It may be time to put away the PlayStation. You might have realized already if you are playing virtual games that many of your opponents are kids. Adults generally don’t play video games, not go-getter adults, anyway. If you have babies, you will be able to shake off the rust and play videogames with them; say in 10-15 years or so.

Hobbies

Any “hobby” you may have should either assist others — say activist pursuits, such as helping the environment, politics, the poor, etc. — or helping your career pursuits — for example, if your learn Photoshop or theater in your spare time, which could help you improve your computer skills or sales/speaking ability. Hobbies should not include collecting toys and the like or playing cards and role playing games. You had the chance to do that when you were 13. You’re an adult now, and there are only so many hours in the day. Spare time should be spent on self-improvement.

Cigarettes

Being a smoker, especially in the Northeast, where the lowest percentage of people in the country partake, says to an employer: “This is someone with no self-discipline.” And smoking has become so rare in the white collar world, non-smokers can smell it on you. That whiff could kibosh you in an interview. Besides, are you going to be the one standing outside your office building on a -5 degree day, hunched over, watching traffic go by, just to get your nicotine fix? End it now before the smokes really get a hold of you.

Social Media

This may sound strange in the era of apps, but ease up on the Facebook, Twitter, etc.
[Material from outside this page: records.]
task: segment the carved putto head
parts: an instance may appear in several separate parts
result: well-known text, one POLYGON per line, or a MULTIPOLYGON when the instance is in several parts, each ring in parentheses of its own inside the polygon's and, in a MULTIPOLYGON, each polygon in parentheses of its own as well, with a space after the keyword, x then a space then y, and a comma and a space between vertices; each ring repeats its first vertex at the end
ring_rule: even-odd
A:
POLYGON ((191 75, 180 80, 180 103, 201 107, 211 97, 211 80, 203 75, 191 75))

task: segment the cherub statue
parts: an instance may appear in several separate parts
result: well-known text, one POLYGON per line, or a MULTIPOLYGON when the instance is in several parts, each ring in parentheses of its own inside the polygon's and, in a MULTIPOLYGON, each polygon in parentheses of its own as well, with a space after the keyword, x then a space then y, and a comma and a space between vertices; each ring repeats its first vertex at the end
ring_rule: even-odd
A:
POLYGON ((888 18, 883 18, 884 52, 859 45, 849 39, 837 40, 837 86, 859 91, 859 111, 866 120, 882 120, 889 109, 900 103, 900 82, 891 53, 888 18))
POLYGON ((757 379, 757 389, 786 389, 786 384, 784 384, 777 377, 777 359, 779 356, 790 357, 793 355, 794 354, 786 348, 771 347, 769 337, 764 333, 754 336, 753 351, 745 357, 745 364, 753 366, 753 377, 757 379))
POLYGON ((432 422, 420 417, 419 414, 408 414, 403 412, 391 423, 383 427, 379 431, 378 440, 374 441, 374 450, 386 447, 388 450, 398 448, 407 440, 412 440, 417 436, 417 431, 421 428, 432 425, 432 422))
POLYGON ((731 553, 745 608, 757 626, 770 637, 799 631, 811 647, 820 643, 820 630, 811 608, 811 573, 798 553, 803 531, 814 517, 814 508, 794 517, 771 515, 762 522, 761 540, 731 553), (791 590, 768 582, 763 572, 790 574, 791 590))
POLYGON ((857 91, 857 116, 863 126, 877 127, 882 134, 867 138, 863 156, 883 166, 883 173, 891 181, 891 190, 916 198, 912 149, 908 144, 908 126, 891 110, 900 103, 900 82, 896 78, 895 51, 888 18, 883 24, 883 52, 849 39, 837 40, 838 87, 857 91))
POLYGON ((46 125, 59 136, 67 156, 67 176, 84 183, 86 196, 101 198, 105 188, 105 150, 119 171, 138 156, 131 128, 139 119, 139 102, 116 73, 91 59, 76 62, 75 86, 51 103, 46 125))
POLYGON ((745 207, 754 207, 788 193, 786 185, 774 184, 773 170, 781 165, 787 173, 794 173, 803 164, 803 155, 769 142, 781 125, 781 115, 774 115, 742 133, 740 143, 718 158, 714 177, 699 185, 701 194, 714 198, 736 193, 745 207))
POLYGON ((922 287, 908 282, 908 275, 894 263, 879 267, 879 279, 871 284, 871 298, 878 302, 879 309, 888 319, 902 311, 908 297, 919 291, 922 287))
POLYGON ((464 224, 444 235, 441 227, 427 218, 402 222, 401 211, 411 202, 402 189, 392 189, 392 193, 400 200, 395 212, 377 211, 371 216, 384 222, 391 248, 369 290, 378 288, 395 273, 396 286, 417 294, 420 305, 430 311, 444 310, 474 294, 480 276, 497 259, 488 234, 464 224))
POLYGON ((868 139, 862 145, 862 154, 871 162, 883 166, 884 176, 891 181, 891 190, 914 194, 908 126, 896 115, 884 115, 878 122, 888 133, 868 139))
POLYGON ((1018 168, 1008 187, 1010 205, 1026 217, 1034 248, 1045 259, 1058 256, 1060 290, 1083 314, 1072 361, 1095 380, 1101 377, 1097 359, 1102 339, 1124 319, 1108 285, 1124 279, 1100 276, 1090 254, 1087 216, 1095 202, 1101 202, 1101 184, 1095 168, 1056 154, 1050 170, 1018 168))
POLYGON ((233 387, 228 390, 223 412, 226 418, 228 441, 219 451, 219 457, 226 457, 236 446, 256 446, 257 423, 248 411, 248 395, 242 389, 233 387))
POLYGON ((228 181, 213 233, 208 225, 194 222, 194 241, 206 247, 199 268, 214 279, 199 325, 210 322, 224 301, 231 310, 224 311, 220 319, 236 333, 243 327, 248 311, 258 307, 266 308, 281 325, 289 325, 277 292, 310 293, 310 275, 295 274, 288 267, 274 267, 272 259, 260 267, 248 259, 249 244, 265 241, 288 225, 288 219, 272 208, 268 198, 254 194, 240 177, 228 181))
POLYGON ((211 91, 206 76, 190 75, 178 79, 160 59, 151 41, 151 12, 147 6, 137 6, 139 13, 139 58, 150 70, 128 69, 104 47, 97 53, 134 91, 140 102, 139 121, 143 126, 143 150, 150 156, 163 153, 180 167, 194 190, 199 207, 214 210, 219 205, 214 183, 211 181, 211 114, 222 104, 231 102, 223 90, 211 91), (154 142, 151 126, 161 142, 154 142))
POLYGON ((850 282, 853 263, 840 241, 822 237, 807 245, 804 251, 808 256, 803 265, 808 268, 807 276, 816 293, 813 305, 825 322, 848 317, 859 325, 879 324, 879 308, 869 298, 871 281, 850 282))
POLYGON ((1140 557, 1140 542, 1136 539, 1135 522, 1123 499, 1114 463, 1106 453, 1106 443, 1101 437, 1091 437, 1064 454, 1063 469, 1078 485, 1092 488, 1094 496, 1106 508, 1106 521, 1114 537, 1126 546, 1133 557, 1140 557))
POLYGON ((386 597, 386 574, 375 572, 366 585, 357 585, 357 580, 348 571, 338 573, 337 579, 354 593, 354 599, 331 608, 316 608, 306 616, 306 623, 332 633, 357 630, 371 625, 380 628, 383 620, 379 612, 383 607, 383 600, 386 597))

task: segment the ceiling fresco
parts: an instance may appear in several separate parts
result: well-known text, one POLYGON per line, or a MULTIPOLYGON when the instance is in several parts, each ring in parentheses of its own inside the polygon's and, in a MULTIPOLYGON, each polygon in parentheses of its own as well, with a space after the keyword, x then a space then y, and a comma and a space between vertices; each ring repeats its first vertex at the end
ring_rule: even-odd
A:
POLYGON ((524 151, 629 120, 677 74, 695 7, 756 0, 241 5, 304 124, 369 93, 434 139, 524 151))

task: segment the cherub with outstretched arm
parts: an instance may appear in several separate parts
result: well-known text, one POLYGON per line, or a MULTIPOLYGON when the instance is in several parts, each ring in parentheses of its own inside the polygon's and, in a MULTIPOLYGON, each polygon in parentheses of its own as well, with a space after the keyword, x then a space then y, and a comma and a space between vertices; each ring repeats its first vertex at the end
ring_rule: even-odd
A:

You can only lose by being too prolific on such sites. Potential employers do look at what you do on these sites. No one wants to hire a public diarist. And what’s the point of all that posting, anyway? Just keep a barebones presence on these sites. Only post items you wouldn’t mind your grandmother reading. (Or create a fake account to rant!)

Clothes off the Rack

Younger employees often have that look of having clothing that is “off the rack.” It may not fit just right. See a tailor/seamstress and get at least one outfit that has taste and sophistication; this would be for important meetings, including a job interview. Once hired, then you could wear the lesser outfits.

Your Local Accent

This may take a few years, but consciously try to neutralize the way you speak a bit. There will always be a hint of where you came from in your voice, but, perhaps subconsciously, people may trust you less if your accent is strong. Think of how you may feel when you hear someone with an over-the-top Southern accent. Your guard is up, admit it. Even in the South, the educated people speak with less of a pronounced accent than the yokels. Your Queens/Brooklyn/Boston/Upstate/Long Island/etc. accent may work if you plan to exist locally your whole life. But if a high-end career is your ultimate goal, that may require moving to multiple cities over time. When I first got to a Long Island college after having lived my whole life deep Upstate, the other students made fun of the way I spoke. The word “hick” was even used. Eventually, my speaking pattern evened out, and, I have to admit, when I go back to my old hometown, some of the more gooberish people do sound dumb. Enunciate. Having a more neutral, newscaster way of public speech will just make transitions easier for you when you move on.

Internet News

Read a real newspaper. The Internet is still too free-wheeling when it comes to news. A serious story on Yahoo! News, for example, could be next to a story on “how to lose your muffin top.” It is easy to get distracted or lost while clicking around “news” sites. But a paper newspaper puts the stories in a certain order. Professional adults are well versed in current events, and a print newspaper is the most efficient way to be up to date on what’s really happening in the world. This will make you a better conversationalist, too, an important skill in professional networking. Be seen walking the hallways with a New York Times or Wall Street Journal tucked under your arm and the high ups, who are generally older, will respect you.